Le poste de traite de Chicoutimi fête bientôt ses 350 ans. Ce n’est pas très longtemps après que les explorateurs ont découvert les côtes de notre pays. Mais, c’est à La Baie, reconnue par les historiens comme le berceau de la région, que se sont installés les premières familles.
Chacun trouve sa justification de fierté. La traite des fourrures par les coureurs des bois ou l’établissement des premières familles, génératrices de toute une population, rien n’est absolu.
Histoire contemporaine
La prolifique écrivaine-historienne, Aurore Bouchard, a pratiquement fait scandale quand elle a lancée l’histoire de Jonquière, en 1997 à l’occasion du 150e de sa fondation. Pour l’historienne Bouchard, celle que l’on célébrait depuis des décennies comme fondatrice de Jonquière, Marguerite Belley, n’était tout au plus une mère de famille parmi tant d’autres qui se sont établis à la même époque sur les bords de la rivière aux Sables.
L’étonnante révélation à propos de cette dame (dont je suis, au demeurant, un descendant direct du côté des Maltais, fils de Mme Belley, tout comme l’ex-ministre, Jacques Brassard d’ailleurs) n’avait guère plu aux officiers municipaux de l’époque.
Mais, le livre de Mme Bouchard n’a pas manqué de soulever un débat que certains continuent de garder vivant. Il faut reconnaître que l’auteure historienne était la première à creuser aussi loin à travers les archives et qu’en vertu de la rigueur de ses recherches antécédentes, on pouvait la prendre au sérieux.
Débat émotif
En ce qui concerne le nom de Chicoutimi, le débat dépasse la dimension historique. Chicoutimi, on va se le dire, a longtemps été considéré comme le principal centre commercial de la région. Les maisons mères des institutions scolaires, religieuses et administratives s’y retrouvaient en même temps que l’hôpital régional, le Palais de Justice, le Colisée et plus tard l’université. Les usines d’aluminium et de papier produisaient à Jonquière, mais les bureaux administratifs se trouvaient à Chicoutimi.

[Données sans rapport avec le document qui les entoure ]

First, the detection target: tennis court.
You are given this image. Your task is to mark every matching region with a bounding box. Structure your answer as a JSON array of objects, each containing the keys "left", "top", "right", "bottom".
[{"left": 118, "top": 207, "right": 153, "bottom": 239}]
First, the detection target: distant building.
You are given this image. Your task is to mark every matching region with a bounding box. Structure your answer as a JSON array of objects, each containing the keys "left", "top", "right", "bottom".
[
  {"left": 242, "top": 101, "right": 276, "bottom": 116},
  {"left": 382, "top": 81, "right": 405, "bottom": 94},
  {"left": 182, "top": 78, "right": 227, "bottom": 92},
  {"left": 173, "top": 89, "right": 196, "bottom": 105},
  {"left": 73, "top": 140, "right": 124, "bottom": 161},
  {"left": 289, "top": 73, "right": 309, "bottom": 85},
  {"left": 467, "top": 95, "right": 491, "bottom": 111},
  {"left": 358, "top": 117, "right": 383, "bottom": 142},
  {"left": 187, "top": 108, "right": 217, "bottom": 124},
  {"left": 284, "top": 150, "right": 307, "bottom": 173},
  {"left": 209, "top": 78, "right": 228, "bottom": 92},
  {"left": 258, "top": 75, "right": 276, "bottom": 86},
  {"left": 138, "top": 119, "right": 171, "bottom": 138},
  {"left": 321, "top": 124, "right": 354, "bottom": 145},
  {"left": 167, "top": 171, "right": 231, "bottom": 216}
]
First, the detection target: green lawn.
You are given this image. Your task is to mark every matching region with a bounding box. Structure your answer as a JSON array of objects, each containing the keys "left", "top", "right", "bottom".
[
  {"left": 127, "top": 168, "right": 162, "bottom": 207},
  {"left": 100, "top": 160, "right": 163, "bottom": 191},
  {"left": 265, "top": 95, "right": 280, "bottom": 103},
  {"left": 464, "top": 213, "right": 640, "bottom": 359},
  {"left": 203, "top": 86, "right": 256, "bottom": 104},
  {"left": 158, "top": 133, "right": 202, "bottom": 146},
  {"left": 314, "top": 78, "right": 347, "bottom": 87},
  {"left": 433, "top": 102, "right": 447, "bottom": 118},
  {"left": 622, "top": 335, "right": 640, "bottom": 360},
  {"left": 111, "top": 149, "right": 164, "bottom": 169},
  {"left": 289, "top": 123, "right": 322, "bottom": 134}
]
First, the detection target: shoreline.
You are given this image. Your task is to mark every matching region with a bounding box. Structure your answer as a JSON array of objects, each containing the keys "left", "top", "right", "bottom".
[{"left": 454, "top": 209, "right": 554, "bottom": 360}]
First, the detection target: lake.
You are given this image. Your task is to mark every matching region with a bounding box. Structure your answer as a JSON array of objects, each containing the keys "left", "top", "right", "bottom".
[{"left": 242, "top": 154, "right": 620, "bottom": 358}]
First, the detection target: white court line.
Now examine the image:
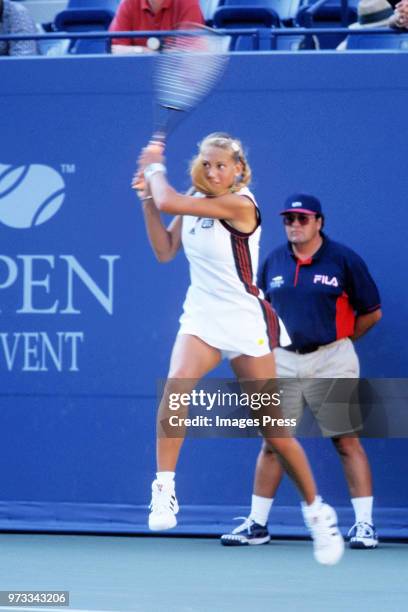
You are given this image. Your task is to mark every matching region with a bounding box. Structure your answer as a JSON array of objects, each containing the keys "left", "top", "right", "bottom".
[{"left": 0, "top": 605, "right": 118, "bottom": 612}]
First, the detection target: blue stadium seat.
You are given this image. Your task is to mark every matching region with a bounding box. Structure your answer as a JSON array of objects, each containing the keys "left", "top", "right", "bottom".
[
  {"left": 219, "top": 0, "right": 302, "bottom": 22},
  {"left": 296, "top": 0, "right": 357, "bottom": 49},
  {"left": 213, "top": 0, "right": 313, "bottom": 51},
  {"left": 54, "top": 8, "right": 114, "bottom": 53},
  {"left": 347, "top": 28, "right": 408, "bottom": 51},
  {"left": 200, "top": 0, "right": 221, "bottom": 26},
  {"left": 66, "top": 0, "right": 120, "bottom": 13},
  {"left": 213, "top": 6, "right": 280, "bottom": 51}
]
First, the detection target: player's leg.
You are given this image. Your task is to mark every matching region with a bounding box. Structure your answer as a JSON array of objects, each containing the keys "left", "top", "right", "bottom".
[
  {"left": 222, "top": 353, "right": 344, "bottom": 564},
  {"left": 332, "top": 436, "right": 378, "bottom": 549},
  {"left": 221, "top": 348, "right": 304, "bottom": 546},
  {"left": 149, "top": 334, "right": 221, "bottom": 531},
  {"left": 311, "top": 339, "right": 378, "bottom": 549}
]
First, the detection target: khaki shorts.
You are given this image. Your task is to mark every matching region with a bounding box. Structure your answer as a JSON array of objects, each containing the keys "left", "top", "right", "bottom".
[{"left": 274, "top": 338, "right": 362, "bottom": 438}]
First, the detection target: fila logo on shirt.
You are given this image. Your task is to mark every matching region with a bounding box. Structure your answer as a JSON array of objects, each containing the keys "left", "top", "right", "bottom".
[
  {"left": 269, "top": 276, "right": 285, "bottom": 289},
  {"left": 313, "top": 274, "right": 339, "bottom": 287}
]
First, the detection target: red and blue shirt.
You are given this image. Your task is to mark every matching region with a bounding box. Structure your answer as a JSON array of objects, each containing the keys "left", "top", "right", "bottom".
[{"left": 258, "top": 236, "right": 381, "bottom": 351}]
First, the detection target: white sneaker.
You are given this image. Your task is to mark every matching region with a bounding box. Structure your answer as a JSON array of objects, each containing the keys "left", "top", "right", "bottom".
[
  {"left": 149, "top": 480, "right": 179, "bottom": 531},
  {"left": 302, "top": 503, "right": 344, "bottom": 565}
]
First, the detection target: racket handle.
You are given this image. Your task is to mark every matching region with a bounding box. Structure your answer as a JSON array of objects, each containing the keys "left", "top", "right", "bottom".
[{"left": 132, "top": 137, "right": 165, "bottom": 191}]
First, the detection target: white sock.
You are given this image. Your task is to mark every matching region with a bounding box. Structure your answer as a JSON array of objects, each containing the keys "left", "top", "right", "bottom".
[
  {"left": 249, "top": 495, "right": 273, "bottom": 527},
  {"left": 302, "top": 495, "right": 322, "bottom": 517},
  {"left": 156, "top": 472, "right": 176, "bottom": 485},
  {"left": 351, "top": 497, "right": 374, "bottom": 525}
]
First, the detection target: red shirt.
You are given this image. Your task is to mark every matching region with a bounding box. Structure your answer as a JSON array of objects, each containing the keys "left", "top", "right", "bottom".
[{"left": 109, "top": 0, "right": 204, "bottom": 45}]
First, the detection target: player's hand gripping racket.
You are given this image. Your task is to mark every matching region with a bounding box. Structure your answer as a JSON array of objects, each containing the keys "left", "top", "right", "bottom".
[{"left": 133, "top": 23, "right": 230, "bottom": 190}]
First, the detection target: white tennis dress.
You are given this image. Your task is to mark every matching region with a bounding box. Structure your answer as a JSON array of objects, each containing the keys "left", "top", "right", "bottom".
[{"left": 179, "top": 187, "right": 290, "bottom": 357}]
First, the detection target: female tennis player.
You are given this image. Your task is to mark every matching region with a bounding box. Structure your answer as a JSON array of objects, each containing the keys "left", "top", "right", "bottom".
[{"left": 134, "top": 132, "right": 344, "bottom": 564}]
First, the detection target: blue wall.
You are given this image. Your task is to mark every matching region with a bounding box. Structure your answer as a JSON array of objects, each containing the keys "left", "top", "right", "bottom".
[{"left": 0, "top": 53, "right": 408, "bottom": 533}]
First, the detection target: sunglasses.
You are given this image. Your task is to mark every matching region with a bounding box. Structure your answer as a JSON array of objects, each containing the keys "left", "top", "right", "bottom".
[{"left": 282, "top": 213, "right": 317, "bottom": 225}]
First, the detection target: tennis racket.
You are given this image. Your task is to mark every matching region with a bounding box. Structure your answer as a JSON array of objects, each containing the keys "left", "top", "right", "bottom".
[{"left": 133, "top": 23, "right": 231, "bottom": 190}]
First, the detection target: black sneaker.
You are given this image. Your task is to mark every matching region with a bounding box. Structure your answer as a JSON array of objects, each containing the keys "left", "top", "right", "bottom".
[
  {"left": 221, "top": 516, "right": 271, "bottom": 546},
  {"left": 348, "top": 522, "right": 378, "bottom": 550}
]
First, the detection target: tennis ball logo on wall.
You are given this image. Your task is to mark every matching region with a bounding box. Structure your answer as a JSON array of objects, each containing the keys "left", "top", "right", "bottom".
[{"left": 0, "top": 163, "right": 65, "bottom": 229}]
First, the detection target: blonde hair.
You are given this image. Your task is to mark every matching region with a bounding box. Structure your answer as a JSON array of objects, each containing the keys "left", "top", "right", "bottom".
[{"left": 190, "top": 132, "right": 252, "bottom": 196}]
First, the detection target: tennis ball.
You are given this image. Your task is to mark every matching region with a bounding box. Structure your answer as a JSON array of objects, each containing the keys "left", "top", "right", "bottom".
[{"left": 0, "top": 164, "right": 65, "bottom": 229}]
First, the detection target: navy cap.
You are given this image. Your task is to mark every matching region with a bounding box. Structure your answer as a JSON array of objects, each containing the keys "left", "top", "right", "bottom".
[{"left": 279, "top": 193, "right": 322, "bottom": 215}]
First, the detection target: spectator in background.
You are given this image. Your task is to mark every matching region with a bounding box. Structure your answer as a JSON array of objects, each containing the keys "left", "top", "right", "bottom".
[
  {"left": 390, "top": 0, "right": 408, "bottom": 29},
  {"left": 109, "top": 0, "right": 204, "bottom": 54},
  {"left": 337, "top": 0, "right": 400, "bottom": 51},
  {"left": 0, "top": 0, "right": 38, "bottom": 55}
]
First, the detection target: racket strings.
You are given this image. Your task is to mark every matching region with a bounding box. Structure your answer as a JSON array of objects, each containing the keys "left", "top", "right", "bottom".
[{"left": 154, "top": 29, "right": 230, "bottom": 111}]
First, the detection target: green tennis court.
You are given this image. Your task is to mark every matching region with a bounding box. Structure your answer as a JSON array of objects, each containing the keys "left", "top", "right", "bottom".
[{"left": 0, "top": 534, "right": 408, "bottom": 612}]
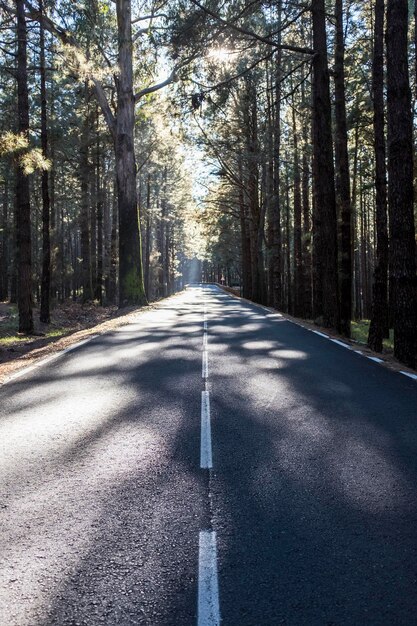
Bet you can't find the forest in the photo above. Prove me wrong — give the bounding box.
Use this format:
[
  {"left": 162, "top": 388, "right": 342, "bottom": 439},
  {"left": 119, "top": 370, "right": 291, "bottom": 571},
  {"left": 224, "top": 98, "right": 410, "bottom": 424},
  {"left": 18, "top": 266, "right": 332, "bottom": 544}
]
[{"left": 0, "top": 0, "right": 417, "bottom": 368}]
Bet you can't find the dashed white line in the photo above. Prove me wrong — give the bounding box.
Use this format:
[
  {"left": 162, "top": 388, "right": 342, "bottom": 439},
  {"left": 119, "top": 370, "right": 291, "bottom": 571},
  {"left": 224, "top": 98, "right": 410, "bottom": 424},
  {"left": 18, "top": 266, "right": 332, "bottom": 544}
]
[
  {"left": 202, "top": 350, "right": 208, "bottom": 379},
  {"left": 197, "top": 530, "right": 220, "bottom": 626},
  {"left": 200, "top": 391, "right": 213, "bottom": 469}
]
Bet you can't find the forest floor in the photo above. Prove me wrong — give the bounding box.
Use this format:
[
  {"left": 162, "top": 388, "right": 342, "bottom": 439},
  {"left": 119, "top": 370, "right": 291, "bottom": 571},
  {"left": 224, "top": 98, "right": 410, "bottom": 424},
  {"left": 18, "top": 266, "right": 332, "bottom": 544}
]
[{"left": 0, "top": 301, "right": 152, "bottom": 384}]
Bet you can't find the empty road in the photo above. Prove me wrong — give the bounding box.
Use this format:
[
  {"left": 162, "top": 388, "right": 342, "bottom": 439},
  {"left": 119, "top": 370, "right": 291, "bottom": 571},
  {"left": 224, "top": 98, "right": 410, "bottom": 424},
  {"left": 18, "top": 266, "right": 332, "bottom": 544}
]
[{"left": 0, "top": 285, "right": 417, "bottom": 626}]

Les nostalgiques de ces avantages structurels n’ont jamais accepté que le juge, Pierre Bergeron, un natif de Jonquière, mandaté par le comité de transition pour fournir un rapport sur la question du nom, remplace Chicoutimi par Saguenay. Les consultations du regretté juge Bergeron concluaient que la seule issue possible pour réussir la fusion était de trouver un nouveau nom pour cette entité.
Cette décision stratégique demeure le nœud gordien de cette union imposée. Tenter de le dénouer nous ramènera 20 ans en arrière en provoquant des élans de chauvinisme pernicieux plus dommageables que les coûts d’une telle décision imposeraient.